Ok so we need to find the absolute salinity first and then use that to get the conservative temperature which we then use to get the potential density. 

In [None]:
SA = gsw.conversions.SA_from_SP(PS,data['Pressure [db]'].values, lon=-74,lat=39)

CT = gsw.conversions.CT_from_t(SA, data['Temperature [°C]'].values, data['Pressure [db]'].values)
print(CT)

In [None]:
rho = gsw.density.sigma0(SA,CT)
print(rho)

### We made it!

Now we have our temperature, salinity, density, and depth! 
One last step, I want to add all that data into one dataframe so that it is easier to keep track of.  

In [None]:
data['Salinity [PSU]'] = PS
data['Depth [m]']      = depth
data['Density [kg/m3]']= rho

Next we are going to plot this data so we can learn more about the water column on the day this sample was taken.  


# Plotting profiles

I like to plot in situ temperature, practical salinity, and potential density so we are going to plot those along side each other.

In [None]:
# First let's create our plotting area
fig = plt.figure(figsize=(10.0, 10.0))

# and add panels to plot in
axes1 = fig.add_subplot(1, 3, 1)
axes2 = fig.add_subplot(1, 3, 2)
axes3 = fig.add_subplot(1, 3, 3)

`plt.figure` sets up a space for us to plot while `fig.add_suplot` adds panels to the figure `fig`.  
In `fig.add_subplot` the three numbers tell matplotlib (the number of rows, the number of columns, and the position of the axes we are making in each line of code.  

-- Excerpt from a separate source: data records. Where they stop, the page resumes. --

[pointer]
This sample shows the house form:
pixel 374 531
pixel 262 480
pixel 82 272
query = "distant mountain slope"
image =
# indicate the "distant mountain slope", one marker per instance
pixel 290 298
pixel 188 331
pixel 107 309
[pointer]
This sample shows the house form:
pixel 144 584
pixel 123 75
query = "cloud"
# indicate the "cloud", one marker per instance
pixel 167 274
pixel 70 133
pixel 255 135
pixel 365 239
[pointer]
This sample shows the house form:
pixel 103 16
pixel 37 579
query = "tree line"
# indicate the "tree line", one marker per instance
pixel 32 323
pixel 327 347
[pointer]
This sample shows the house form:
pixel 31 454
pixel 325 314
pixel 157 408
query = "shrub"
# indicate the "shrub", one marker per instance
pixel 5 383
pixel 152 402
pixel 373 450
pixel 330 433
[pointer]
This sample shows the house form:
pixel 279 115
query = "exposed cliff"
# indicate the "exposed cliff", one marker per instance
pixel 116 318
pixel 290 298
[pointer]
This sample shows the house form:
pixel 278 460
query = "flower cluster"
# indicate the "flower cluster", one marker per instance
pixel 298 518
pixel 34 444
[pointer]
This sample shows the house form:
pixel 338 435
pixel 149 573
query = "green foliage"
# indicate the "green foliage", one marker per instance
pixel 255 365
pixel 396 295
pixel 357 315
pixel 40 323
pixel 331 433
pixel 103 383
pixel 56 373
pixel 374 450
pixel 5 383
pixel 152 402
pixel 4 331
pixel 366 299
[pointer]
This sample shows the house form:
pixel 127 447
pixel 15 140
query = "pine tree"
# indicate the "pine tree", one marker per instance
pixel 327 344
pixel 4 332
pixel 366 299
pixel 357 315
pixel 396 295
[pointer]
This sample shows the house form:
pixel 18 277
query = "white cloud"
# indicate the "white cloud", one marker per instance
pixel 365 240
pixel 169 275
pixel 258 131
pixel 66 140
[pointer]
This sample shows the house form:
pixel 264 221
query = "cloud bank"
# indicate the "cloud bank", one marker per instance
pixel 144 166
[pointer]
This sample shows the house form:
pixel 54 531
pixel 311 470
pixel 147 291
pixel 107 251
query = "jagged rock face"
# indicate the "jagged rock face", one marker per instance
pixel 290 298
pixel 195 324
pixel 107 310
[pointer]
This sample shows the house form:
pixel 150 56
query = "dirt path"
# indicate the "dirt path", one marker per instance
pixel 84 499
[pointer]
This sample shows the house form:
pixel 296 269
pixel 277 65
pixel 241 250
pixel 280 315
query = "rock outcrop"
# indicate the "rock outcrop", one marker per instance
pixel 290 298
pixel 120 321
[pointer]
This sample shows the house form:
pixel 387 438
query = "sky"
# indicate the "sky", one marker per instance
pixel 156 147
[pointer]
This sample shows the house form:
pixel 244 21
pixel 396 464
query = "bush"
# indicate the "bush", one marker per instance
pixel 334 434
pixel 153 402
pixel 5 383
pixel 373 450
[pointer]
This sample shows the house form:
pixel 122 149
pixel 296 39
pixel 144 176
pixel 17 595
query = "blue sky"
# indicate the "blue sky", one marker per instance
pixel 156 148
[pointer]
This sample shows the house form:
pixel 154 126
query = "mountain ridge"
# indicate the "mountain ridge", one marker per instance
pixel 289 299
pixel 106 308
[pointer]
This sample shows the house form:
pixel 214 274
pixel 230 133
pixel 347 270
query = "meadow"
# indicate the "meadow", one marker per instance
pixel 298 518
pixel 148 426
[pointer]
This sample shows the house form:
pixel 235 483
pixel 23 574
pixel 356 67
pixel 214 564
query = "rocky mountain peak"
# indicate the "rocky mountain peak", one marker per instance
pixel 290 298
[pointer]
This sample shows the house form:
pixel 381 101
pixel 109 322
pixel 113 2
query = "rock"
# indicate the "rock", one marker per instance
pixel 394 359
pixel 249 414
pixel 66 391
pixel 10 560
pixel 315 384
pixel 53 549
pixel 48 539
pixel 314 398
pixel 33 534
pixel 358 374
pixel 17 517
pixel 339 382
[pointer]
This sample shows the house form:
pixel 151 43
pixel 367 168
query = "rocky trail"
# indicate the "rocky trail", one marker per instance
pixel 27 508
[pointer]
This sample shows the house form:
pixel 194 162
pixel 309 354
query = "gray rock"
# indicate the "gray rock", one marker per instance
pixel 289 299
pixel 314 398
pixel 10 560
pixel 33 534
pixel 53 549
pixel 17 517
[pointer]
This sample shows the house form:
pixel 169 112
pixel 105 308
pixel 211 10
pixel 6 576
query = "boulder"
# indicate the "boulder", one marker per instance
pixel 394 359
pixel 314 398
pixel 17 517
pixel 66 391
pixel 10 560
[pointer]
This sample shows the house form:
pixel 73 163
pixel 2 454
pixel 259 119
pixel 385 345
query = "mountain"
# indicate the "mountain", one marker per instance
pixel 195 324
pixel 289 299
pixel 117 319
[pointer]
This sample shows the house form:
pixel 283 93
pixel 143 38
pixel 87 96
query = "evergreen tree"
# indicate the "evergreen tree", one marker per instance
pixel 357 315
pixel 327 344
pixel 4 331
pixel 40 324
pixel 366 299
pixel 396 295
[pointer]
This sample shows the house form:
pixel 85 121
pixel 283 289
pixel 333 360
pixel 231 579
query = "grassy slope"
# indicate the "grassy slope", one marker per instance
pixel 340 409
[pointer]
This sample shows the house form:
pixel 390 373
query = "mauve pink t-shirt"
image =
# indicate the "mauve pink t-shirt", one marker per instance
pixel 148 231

Blank axes are great and all but why dont we add some data?

In [None]:
# First let's create our plotting area
fig = plt.figure(figsize=(10.0, 10.0))

# and add panels to plot in
axes1 = fig.add_subplot(1, 3, 1)
axes2 = fig.add_subplot(1, 3, 2)
axes3 = fig.add_subplot(1, 3, 3)

axes1.plot(data['Temperature [°C]'],data['Depth [m]'])

axes2.plot(data['Salinity [PSU]'],data['Depth [m]'])

axes3.plot(data['Density [kg/m3]'],data['Depth [m]'])

Sweet now we have lines! It looks like this data was collected as the CTD was dunked and as it was pulled back up so we cover every depth twice. I think I may have forgotten the Cardinal Rule of making a graph. There is no title or axes labels or units!

In [None]:
# First let's create our plotting area
fig = plt.figure(figsize=(14.0, 8.0))

# and add panels to plot in
axes1 = fig.add_subplot(1, 3, 1)
axes2 = fig.add_subplot(1, 3, 2)
axes3 = fig.add_subplot(1, 3, 3)

axes1.plot(data['Temperature [°C]'],data['Depth [m]'])
axes2.plot(data['Salinity [PSU]'],data['Depth [m]'])
axes3.plot(data['Density [kg/m3]'],data['Depth [m]'])

axes1.set_ylabel('Depth [m]')
axes1.set_xlabel('Temperature [°C]')
axes1.set_title('Temperature [°C]')

axes2.set_ylabel('Depth [m]')
axes2.set_xlabel('Salinity [PSU]')
axes2.set_title('Salinity [PSU]')

axes3.set_ylabel('Depth [m]')
axes3.set_xlabel('Density [kg/m^3]')
axes3.set_title('Density [kg/m^3]')

plt.suptitle('CTD cast from 2/8/2021 off NJ')

Something still looks _wonky_ with the upper couple meters of data. Why don't we zoom in on the right side of each plot by setting our x axis limits using `axes1.set_xlim` and repeating for each axes

In [None]:
# First let's create our plotting area
fig = plt.figure(figsize=(14.0, 8.0))

# and add panels to plot in
axes1 = fig.add_subplot(1, 3, 1)
axes2 = fig.add_subplot(1, 3, 2)
axes3 = fig.add_subplot(1, 3, 3)

axes1.plot(data['Temperature [°C]'],data['Depth [m]'])
axes2.plot(data['Salinity [PSU]'],data['Depth [m]'])
axes3.plot(data['Density [kg/m3]'],data['Depth [m]'])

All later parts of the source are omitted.